Standing in front of the hospital Tuesday, Palinchik's mother said it was unreal to have her daughter's fate in the hands of a disease she had never heard of.

Palinchik, whose nickname is DeeDee, is the youngest of four children. She moved from Virginia to Florida about 20 years ago with her parents. For the last 15 or so years she had been together with Mullican, her boyfriend.

She worked as a waitress and did other odd jobs, but things were tight. Her mother sent $30 every other day or so to help support her.

She was lively, outspoken and fun loving, her family says. But she also had her share of troubles.

Last year she was charged with stealing $171.75 worth of groceries from a Sweetbay Supermarket. She pleaded no contest and was put on probation. In all, she has served more than 100 days in jail since 2000 on charges that included prostitution and violation of probation.

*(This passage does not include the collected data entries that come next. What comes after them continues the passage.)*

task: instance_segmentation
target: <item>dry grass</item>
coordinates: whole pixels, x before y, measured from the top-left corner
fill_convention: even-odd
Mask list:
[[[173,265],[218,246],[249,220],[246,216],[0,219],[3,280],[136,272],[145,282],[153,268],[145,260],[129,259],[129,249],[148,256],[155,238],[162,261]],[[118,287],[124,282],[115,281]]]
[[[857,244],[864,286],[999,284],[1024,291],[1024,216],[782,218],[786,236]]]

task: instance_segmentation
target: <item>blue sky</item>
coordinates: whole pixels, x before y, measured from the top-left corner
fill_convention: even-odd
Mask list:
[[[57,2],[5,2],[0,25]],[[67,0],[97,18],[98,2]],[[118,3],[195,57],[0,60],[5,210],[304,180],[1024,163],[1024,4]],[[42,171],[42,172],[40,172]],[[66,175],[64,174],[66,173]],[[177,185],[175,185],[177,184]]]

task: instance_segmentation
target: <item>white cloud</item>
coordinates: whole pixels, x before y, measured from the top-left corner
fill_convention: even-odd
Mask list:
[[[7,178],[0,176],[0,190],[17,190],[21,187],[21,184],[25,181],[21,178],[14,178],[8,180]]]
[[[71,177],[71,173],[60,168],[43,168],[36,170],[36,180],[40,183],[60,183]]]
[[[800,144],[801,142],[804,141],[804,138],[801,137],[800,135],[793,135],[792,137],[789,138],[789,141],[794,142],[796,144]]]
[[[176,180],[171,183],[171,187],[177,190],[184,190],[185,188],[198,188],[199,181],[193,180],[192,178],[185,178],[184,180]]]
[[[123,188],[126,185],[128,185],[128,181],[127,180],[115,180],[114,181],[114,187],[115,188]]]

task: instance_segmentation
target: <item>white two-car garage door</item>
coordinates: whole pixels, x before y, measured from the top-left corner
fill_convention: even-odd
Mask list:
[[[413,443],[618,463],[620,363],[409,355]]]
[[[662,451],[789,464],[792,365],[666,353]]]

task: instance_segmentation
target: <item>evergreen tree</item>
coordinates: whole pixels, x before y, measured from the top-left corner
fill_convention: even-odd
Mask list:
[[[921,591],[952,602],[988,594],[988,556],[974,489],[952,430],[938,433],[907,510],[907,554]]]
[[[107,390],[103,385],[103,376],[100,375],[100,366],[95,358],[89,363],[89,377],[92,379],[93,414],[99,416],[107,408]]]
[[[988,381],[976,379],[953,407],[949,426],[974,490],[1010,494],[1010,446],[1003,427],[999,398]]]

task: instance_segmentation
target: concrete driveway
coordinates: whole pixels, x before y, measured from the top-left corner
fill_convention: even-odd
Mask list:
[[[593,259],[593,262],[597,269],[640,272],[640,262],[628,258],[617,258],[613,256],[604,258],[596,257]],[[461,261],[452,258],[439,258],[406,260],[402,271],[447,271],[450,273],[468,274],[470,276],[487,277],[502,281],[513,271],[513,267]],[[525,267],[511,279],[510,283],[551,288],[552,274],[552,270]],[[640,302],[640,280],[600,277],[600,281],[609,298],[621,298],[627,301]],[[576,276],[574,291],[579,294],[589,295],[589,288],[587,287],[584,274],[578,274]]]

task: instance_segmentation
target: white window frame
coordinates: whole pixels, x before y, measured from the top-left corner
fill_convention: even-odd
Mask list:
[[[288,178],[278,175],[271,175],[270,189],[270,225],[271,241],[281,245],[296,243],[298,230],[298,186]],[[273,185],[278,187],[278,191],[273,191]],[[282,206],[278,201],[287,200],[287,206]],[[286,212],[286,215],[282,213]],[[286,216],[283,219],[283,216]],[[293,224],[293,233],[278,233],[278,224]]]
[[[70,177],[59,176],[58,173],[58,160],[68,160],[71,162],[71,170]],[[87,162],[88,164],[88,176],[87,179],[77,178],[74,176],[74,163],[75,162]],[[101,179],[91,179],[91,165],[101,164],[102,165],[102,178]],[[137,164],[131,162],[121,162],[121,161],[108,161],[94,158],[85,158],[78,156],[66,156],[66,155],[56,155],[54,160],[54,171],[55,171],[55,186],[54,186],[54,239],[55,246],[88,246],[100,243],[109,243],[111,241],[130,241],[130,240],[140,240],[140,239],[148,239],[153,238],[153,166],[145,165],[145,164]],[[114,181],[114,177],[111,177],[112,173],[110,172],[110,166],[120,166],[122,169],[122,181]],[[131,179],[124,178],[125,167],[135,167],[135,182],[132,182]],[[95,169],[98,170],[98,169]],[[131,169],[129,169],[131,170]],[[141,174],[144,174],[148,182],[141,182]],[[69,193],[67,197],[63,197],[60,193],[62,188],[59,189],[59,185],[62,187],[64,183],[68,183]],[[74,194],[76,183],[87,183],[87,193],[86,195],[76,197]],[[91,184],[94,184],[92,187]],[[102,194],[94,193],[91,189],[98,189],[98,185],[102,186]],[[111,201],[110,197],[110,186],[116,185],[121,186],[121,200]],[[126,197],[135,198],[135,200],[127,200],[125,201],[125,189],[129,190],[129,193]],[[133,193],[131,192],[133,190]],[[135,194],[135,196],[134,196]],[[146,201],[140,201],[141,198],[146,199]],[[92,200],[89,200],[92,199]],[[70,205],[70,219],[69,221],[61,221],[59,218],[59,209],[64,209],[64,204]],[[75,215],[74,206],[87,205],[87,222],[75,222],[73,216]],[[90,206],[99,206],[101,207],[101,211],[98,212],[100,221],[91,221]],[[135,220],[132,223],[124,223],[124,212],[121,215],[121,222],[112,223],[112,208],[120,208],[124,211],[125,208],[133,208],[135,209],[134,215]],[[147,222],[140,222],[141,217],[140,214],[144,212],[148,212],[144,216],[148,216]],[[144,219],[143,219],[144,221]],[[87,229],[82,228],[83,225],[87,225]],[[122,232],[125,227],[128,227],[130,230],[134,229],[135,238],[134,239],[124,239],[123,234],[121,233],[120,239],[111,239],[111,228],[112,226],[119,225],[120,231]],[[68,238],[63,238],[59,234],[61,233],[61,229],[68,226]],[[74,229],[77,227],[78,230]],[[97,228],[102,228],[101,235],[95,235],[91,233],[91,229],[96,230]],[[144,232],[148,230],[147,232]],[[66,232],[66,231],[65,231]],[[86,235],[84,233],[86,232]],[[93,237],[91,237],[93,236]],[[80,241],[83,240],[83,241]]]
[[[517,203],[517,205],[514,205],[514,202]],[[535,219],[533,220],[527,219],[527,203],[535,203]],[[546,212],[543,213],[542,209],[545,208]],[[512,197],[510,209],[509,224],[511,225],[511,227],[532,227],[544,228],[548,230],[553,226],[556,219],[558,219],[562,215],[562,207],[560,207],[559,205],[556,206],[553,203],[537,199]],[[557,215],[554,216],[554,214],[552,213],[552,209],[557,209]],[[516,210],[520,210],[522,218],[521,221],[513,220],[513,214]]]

"I'm not going to say my sister was an angel," said Annette Olds, 48. "... But I don't think she deserved a death sentence for it. I think she was neglected the whole time she was in there complaining. I don't think anybody did anything about it."

Researchers Caryn Baird and Shirl Kennedy contributed to this report. Jonathan Abel can be reached at jabel@sptimes.com or (727) 445-4157.

 

Fast facts: About MRSA

  • Staph bacteria are present in 25 to 30 percent of the population without causing any symptoms, according to the U.S. Centers for Disease Control and Prevention.
  • About 1 percent of the population has staph bacteria that are resistant to certain kinds of antibiotics. That's where MRSA gets its name: Methicillin-resistant Staphylococcus aureus.
  • Federal Bureau of Prisons MRSA guidelines emphasize the importance of screening for infections, hand washing, and awareness among inmates and staff members that skin infections should be referred quickly to the medical staff. "Containing MRSA infections in a confined setting such as a prison is extraordinarily difficult, time-consuming, and resource-intensive," the guidelines say.